The Bering bridge is immpresive too, and the others are not bad
  • #3
That's true about the windows. Besides, if you're that deep underwater, everything outside would be pretty dark wouldn't it? Oh well, maybe they're for claustrophobic people . I think powering trains with electromagnets is a good idea. Certainly faster and probably more environmentally friendly than the classic engine and wheel design.
  • #4
In the first london subways, there were no windows on the carriages. People were very nauseated etc and unhappy about the whole thing. Hence, the designers introduced the windows to accommodate the psychology of the travellers. Perhaps they work by giving an impression of movement? The brain works in strange ways...
  • #5
Not that the makers care about quality of journey on the london underground. The windows are there just so that you can see when you are getting into the station. Maybe this is the idea with the london - newyork tunnel. Then again, if there are only 2 stations, then there may be little point for this scenario.
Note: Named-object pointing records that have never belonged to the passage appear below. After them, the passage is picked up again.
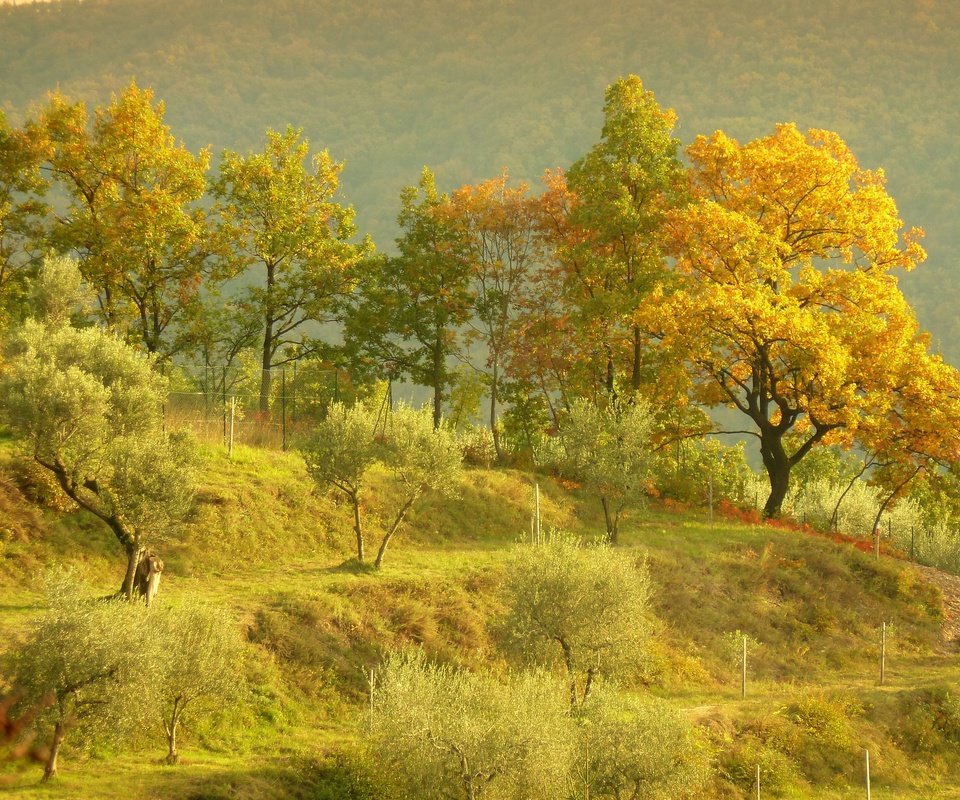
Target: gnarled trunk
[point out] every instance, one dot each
(50, 769)
(777, 464)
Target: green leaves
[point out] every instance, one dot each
(448, 733)
(133, 219)
(583, 607)
(279, 214)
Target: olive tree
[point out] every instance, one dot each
(340, 452)
(634, 747)
(90, 410)
(199, 664)
(423, 458)
(446, 733)
(86, 665)
(609, 449)
(586, 608)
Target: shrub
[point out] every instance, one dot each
(585, 608)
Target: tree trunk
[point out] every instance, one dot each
(266, 360)
(134, 553)
(357, 529)
(610, 520)
(173, 757)
(637, 359)
(778, 471)
(393, 529)
(835, 516)
(494, 387)
(50, 770)
(883, 507)
(437, 383)
(265, 364)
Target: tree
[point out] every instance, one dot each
(133, 219)
(586, 607)
(89, 657)
(90, 409)
(341, 450)
(407, 311)
(423, 459)
(448, 733)
(281, 217)
(612, 244)
(786, 309)
(498, 240)
(609, 449)
(22, 212)
(200, 664)
(634, 747)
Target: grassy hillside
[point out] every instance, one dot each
(469, 88)
(266, 545)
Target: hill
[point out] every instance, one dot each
(469, 88)
(264, 544)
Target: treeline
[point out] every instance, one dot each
(470, 90)
(759, 276)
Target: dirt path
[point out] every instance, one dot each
(950, 587)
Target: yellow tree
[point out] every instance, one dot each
(787, 307)
(133, 218)
(497, 236)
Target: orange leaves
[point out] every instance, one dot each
(786, 306)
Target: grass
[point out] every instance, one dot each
(277, 550)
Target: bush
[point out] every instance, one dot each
(447, 733)
(585, 608)
(639, 747)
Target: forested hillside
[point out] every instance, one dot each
(469, 88)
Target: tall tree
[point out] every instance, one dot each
(280, 214)
(613, 247)
(133, 218)
(406, 314)
(22, 211)
(498, 239)
(787, 309)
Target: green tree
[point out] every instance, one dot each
(623, 189)
(634, 747)
(609, 449)
(90, 657)
(498, 240)
(408, 309)
(340, 452)
(423, 459)
(133, 218)
(281, 218)
(584, 607)
(199, 669)
(22, 213)
(448, 733)
(90, 409)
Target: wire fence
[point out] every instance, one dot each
(239, 404)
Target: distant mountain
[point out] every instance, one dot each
(469, 87)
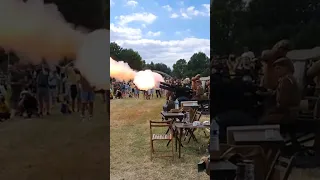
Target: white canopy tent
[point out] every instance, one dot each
(203, 80)
(300, 58)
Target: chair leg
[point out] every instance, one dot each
(151, 150)
(172, 150)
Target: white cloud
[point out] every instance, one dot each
(118, 32)
(207, 7)
(167, 7)
(183, 33)
(185, 16)
(174, 15)
(150, 33)
(158, 51)
(147, 18)
(191, 11)
(132, 3)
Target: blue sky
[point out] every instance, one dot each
(161, 30)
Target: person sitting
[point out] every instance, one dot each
(199, 91)
(284, 110)
(4, 109)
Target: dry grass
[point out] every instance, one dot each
(130, 145)
(57, 147)
(64, 148)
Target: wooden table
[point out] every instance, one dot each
(222, 170)
(174, 116)
(190, 104)
(178, 135)
(269, 145)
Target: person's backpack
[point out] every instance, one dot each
(43, 80)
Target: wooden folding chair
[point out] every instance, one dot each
(281, 167)
(161, 137)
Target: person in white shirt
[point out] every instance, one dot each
(53, 82)
(158, 93)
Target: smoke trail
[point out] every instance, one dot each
(144, 80)
(34, 30)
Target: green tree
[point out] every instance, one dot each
(198, 64)
(180, 68)
(131, 57)
(162, 67)
(115, 51)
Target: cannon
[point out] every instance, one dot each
(180, 93)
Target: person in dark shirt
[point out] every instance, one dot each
(16, 77)
(287, 93)
(87, 96)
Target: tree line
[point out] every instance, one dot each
(259, 24)
(197, 64)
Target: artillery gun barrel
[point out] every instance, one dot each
(168, 88)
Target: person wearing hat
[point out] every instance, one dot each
(268, 57)
(194, 82)
(287, 94)
(199, 91)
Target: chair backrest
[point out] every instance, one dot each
(157, 124)
(196, 117)
(280, 167)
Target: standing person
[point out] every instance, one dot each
(87, 97)
(72, 86)
(279, 50)
(288, 95)
(137, 92)
(158, 92)
(43, 91)
(16, 78)
(53, 85)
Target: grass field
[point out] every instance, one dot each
(56, 147)
(130, 145)
(62, 147)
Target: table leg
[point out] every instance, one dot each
(180, 144)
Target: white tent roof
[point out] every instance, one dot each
(205, 78)
(304, 54)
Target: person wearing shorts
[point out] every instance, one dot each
(87, 97)
(43, 91)
(72, 80)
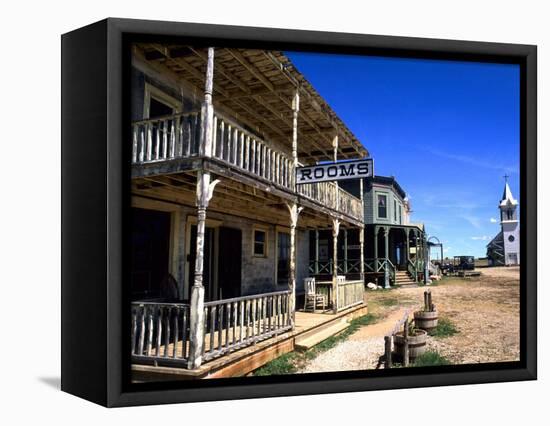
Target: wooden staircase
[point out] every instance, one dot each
(404, 280)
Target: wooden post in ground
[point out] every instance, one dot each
(316, 251)
(387, 257)
(205, 189)
(407, 248)
(362, 236)
(387, 351)
(335, 231)
(406, 343)
(294, 211)
(345, 251)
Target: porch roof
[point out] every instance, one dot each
(256, 87)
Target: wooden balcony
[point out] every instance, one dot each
(171, 144)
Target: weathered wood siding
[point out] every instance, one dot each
(258, 273)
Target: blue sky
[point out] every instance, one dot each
(447, 130)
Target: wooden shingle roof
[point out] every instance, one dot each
(257, 87)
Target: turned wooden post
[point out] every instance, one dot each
(205, 189)
(362, 236)
(294, 211)
(295, 111)
(335, 231)
(387, 351)
(387, 257)
(207, 109)
(406, 343)
(316, 251)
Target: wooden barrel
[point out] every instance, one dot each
(417, 344)
(425, 320)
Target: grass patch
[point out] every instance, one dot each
(429, 359)
(285, 364)
(391, 301)
(445, 328)
(332, 341)
(290, 362)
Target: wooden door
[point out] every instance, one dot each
(229, 262)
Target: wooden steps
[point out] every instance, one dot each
(403, 280)
(312, 337)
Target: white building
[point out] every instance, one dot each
(504, 248)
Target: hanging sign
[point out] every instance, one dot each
(343, 170)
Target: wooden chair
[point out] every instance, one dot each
(312, 299)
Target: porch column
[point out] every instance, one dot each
(362, 253)
(207, 109)
(407, 248)
(335, 231)
(375, 246)
(316, 251)
(362, 234)
(295, 110)
(335, 158)
(386, 252)
(427, 280)
(345, 251)
(205, 189)
(294, 211)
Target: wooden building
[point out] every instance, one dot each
(220, 231)
(398, 252)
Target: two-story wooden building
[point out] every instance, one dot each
(220, 231)
(396, 249)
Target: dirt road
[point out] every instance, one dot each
(484, 310)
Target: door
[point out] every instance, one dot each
(229, 262)
(150, 247)
(208, 258)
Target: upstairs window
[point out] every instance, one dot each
(382, 206)
(259, 243)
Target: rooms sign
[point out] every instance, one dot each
(355, 169)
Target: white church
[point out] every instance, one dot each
(503, 250)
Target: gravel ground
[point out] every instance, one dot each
(485, 310)
(348, 355)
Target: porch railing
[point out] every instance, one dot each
(379, 265)
(242, 321)
(177, 136)
(350, 293)
(160, 331)
(412, 269)
(166, 138)
(349, 266)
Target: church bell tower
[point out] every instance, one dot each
(510, 225)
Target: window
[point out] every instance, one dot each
(259, 243)
(158, 103)
(382, 207)
(283, 257)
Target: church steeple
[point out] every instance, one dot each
(508, 204)
(507, 197)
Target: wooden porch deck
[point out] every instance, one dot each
(242, 361)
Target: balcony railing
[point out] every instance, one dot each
(177, 136)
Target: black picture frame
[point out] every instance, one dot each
(95, 200)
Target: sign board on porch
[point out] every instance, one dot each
(355, 169)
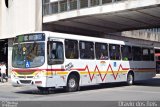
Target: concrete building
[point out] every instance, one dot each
(23, 16)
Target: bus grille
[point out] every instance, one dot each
(25, 81)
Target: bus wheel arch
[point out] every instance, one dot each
(73, 81)
(130, 78)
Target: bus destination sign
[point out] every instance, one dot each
(30, 37)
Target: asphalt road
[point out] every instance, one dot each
(142, 92)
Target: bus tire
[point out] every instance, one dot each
(130, 78)
(72, 83)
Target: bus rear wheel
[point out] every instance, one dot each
(130, 78)
(72, 83)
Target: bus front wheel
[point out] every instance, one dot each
(72, 83)
(130, 78)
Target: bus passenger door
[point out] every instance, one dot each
(55, 57)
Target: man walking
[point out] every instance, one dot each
(3, 71)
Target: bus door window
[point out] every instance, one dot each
(137, 53)
(146, 54)
(126, 53)
(55, 53)
(114, 51)
(86, 50)
(101, 51)
(152, 54)
(71, 49)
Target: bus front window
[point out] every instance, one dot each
(28, 55)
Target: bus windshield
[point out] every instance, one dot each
(28, 55)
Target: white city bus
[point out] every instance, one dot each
(54, 60)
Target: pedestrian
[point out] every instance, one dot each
(3, 72)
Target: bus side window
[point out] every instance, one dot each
(101, 51)
(146, 54)
(152, 54)
(55, 53)
(71, 49)
(114, 52)
(86, 50)
(137, 53)
(126, 53)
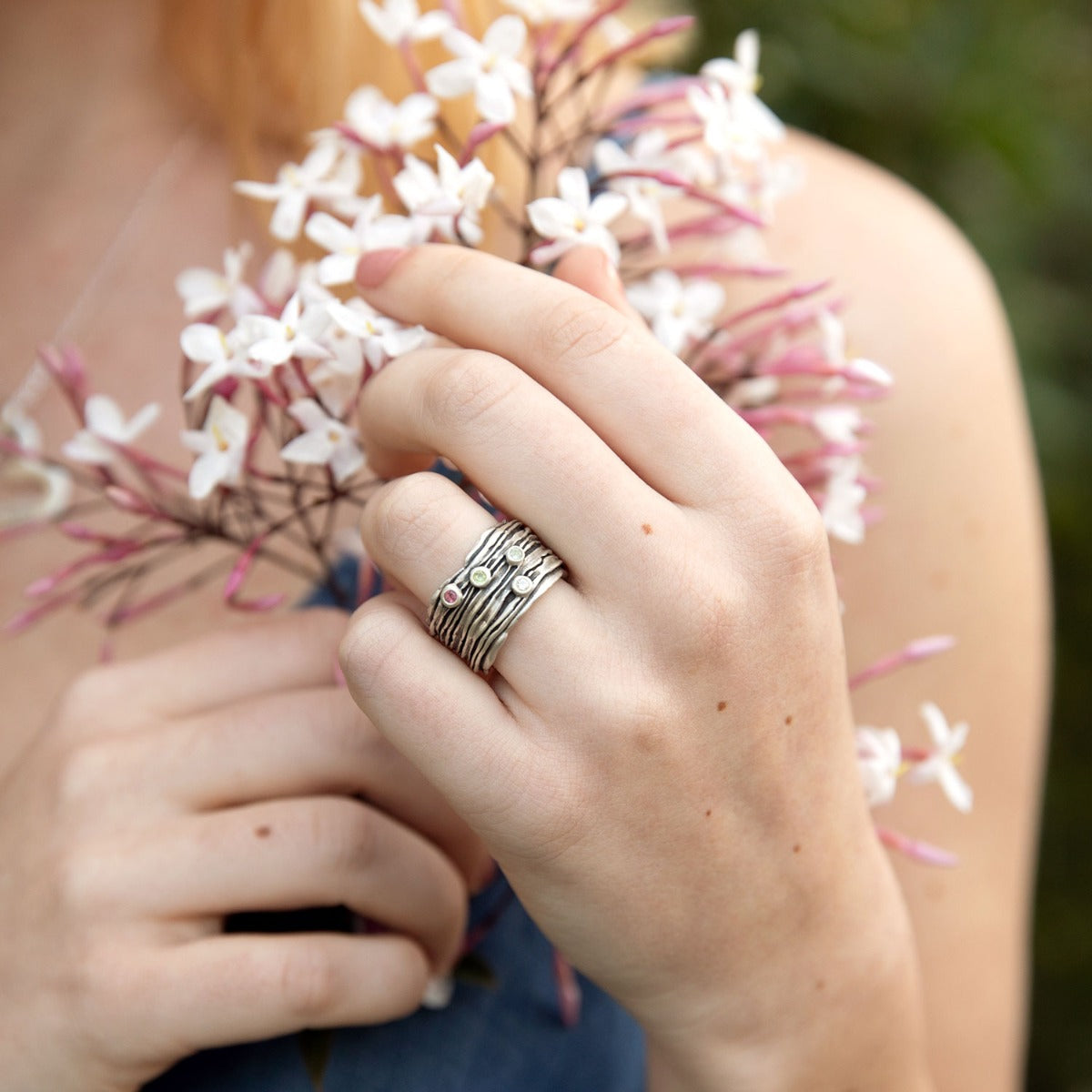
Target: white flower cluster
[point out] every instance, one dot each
(882, 760)
(686, 161)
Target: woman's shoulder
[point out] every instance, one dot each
(961, 550)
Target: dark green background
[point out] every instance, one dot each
(986, 107)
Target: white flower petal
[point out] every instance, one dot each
(452, 79)
(551, 217)
(203, 343)
(572, 188)
(312, 448)
(288, 216)
(506, 36)
(87, 448)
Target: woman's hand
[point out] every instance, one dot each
(663, 763)
(165, 793)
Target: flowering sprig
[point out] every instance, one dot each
(674, 183)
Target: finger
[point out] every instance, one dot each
(590, 270)
(448, 722)
(420, 529)
(300, 743)
(293, 854)
(238, 988)
(655, 413)
(287, 652)
(525, 450)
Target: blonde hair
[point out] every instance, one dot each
(268, 72)
(274, 70)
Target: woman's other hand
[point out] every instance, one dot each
(224, 775)
(664, 760)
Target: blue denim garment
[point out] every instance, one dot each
(505, 1036)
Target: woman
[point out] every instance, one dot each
(664, 769)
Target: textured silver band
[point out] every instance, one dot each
(507, 569)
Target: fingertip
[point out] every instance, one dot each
(592, 271)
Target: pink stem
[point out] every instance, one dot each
(915, 850)
(922, 649)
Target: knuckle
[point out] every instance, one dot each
(88, 693)
(86, 769)
(343, 834)
(374, 639)
(405, 516)
(307, 983)
(581, 330)
(797, 543)
(470, 386)
(76, 883)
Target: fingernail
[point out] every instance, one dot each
(375, 266)
(438, 993)
(339, 680)
(485, 877)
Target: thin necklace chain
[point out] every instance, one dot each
(34, 383)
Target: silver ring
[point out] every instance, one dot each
(506, 571)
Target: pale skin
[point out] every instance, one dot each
(113, 933)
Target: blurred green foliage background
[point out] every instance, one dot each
(986, 107)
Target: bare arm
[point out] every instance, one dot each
(961, 551)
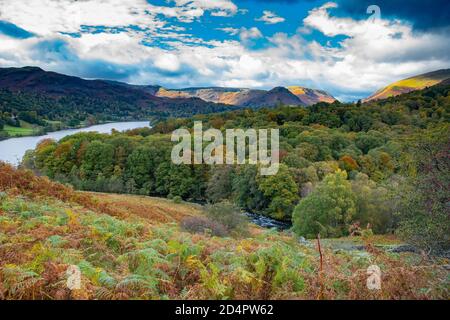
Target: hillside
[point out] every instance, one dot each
(40, 97)
(47, 229)
(297, 96)
(411, 84)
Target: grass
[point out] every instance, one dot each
(130, 247)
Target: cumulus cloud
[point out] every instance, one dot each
(270, 17)
(246, 35)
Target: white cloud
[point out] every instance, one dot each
(270, 17)
(249, 34)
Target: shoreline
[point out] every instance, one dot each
(43, 133)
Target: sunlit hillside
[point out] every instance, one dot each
(411, 84)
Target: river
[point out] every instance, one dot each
(12, 150)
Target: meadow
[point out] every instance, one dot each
(133, 247)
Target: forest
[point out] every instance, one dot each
(345, 168)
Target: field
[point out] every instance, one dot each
(130, 247)
(24, 130)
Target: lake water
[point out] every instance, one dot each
(13, 150)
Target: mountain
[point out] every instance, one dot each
(411, 84)
(62, 94)
(311, 96)
(297, 96)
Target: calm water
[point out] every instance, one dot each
(12, 150)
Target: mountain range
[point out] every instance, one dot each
(36, 80)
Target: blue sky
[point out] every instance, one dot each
(335, 46)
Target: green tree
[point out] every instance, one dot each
(282, 192)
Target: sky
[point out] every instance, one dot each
(349, 48)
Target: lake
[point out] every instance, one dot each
(13, 150)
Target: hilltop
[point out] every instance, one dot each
(243, 97)
(411, 84)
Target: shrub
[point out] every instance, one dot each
(328, 210)
(203, 225)
(177, 199)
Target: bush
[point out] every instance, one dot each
(203, 225)
(177, 199)
(229, 216)
(328, 210)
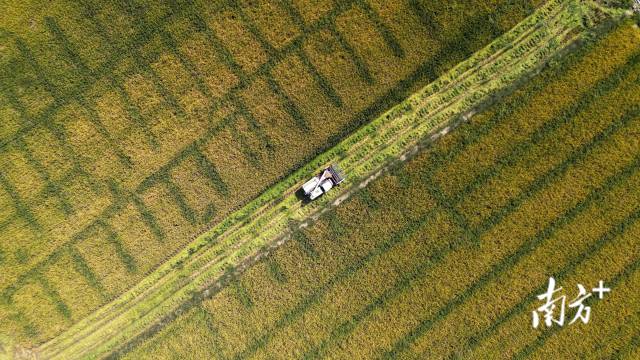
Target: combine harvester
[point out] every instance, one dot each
(323, 182)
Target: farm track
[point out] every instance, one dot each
(110, 328)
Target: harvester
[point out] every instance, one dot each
(323, 182)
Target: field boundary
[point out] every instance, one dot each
(264, 223)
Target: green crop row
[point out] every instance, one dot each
(422, 286)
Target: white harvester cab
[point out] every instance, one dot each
(323, 182)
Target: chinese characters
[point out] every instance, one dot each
(553, 309)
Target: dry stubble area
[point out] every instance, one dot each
(128, 128)
(443, 256)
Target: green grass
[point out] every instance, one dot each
(388, 274)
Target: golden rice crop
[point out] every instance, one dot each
(456, 271)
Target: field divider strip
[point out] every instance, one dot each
(198, 268)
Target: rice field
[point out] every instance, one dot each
(130, 127)
(443, 256)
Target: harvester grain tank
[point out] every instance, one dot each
(323, 182)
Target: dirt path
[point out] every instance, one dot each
(168, 291)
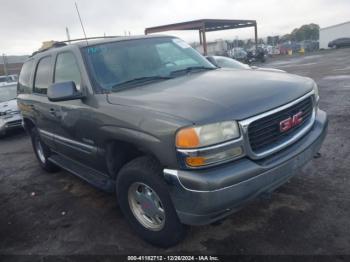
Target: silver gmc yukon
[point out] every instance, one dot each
(180, 141)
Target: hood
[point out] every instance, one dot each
(10, 106)
(216, 95)
(268, 69)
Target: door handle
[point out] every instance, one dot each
(52, 112)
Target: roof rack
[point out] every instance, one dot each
(56, 44)
(89, 38)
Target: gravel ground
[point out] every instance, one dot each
(57, 214)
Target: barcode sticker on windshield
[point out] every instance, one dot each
(181, 43)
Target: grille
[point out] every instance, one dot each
(265, 133)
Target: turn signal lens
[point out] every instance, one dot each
(195, 161)
(206, 135)
(187, 138)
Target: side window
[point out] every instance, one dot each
(67, 69)
(42, 75)
(24, 85)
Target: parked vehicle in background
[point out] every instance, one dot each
(180, 141)
(227, 62)
(340, 42)
(10, 117)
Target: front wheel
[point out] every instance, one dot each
(145, 202)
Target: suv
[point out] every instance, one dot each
(180, 141)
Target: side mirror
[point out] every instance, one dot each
(63, 91)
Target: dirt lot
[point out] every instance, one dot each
(60, 214)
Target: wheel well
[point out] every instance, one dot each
(28, 124)
(119, 153)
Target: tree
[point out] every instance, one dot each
(305, 32)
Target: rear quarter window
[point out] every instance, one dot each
(24, 83)
(43, 76)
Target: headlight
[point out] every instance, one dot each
(201, 136)
(209, 144)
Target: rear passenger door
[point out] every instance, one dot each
(69, 138)
(42, 108)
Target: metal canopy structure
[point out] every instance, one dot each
(206, 25)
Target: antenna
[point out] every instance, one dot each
(68, 35)
(81, 22)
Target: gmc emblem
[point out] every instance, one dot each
(291, 122)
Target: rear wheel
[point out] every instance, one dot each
(42, 152)
(145, 202)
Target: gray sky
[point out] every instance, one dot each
(24, 24)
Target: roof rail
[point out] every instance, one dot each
(89, 38)
(47, 45)
(56, 44)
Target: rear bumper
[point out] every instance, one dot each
(204, 196)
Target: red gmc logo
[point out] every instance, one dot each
(290, 122)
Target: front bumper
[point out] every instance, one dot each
(204, 196)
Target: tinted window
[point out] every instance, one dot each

For a better analogy, consider the channel tunnel.
  • #6
Interesting series.
With regard to the trans-Atlantic tunnel; a fantastic idea if it could be done. However one problem I don't recall being mentioned in the programme is that of the Atlantic widening by about 3cm per year. Surely that is an obstacle to such a project becoming reality.
  • #7
Had heard about the Atlantic tunnel before, and always wondered about ventilation. Clicked on the link, but they don't really talk about it. Did anyone hear anything about it in the program? Maybe they figure the high-speed motion of the trains will push enough air around to keep the thing servivable, but that doesn't really sound like it would work with a 3,000 mile-long tunnel.
  • #8
Putting aside the fact that I haven't seen the show, or checked the site yet, I think one posible design for the tunnel / train is vacuum... The airresistance in an airless tunnel is certainly much lower than in an ordinary tunnel. I know this design is being considered for the metro across Europe, I've read so in some magazine. And then you could have pressurized trains, pretty much like a plane on tracks... I think they must be considering this, as it seems like at huge improvement all along the lines of metros. Just a little comment, thought you might find it interesting.

Best regards

Thonmas Hansen
  • #9
Vacuuming the air under water? How are they going to withstand the pressure?
How deep is the tunnel anyway? I’ll have a look...
  • #10
Only 150 ft. I thought they're going to build really deep down.
  • #11
The tunnel MUST be under a vacuum. Frictional heating limits long-term travel through the air to about 1,500 mph without special measures to keep the vehichle cool. Remember, the SR-71 flew at 2,000 mph, had to be painted black, and had to be made entirely of titanium. Even still, the pilot wore and air conditioning unit and had to sit on the tarmac for an hour to let the plane cool before he could get out.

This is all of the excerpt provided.